We have some exciting news to share! The Motley Fool UK has now become The Twelfth Magpie -- an independent, UK-owned company, led by our long-serving UK management team — Mark Rogers, Chris Nials and Heather Adlington. In practical terms, it’s the same team you know, now fully focused on serving our UK readers and members.

Just as importantly, our approach remains unchanged: long-term, jargon-free, and on your side. This site is our new home, and there will be extra tweaks made across the coming few days as we settle in. So if anything looks a little off, please bear with us!

The content of this article was relevant at the time of publishing. Circumstances change continuously and caution should therefore be exercised when relying upon any content contained within this article.

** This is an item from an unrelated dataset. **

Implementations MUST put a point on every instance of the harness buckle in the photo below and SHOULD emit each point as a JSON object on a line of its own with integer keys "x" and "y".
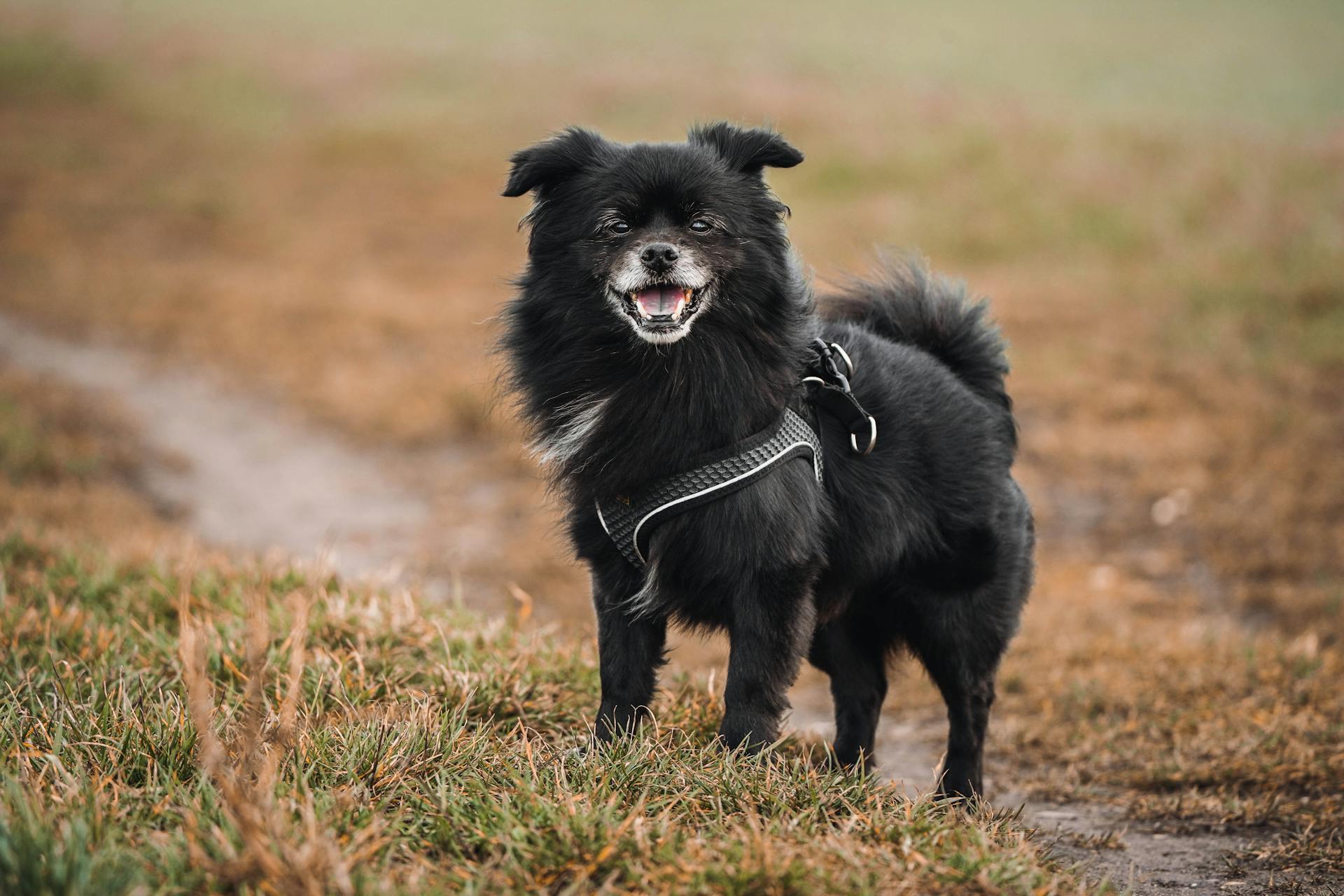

The Accesso share price is up 220% in a year! Here’s what I’m thinking

After the stellar rally in the Accesso share price, Jonathan Smith looks deeper into the company, but isn’t overly impressed with what he finds.

| More on:

You’re reading a free article with opinions that may differ from The Motley Fool’s Premium Investing Services. Become a Motley Fool member today to get instant access to our top analyst recommendations, in-depth research, investing resources, and more. Learn More.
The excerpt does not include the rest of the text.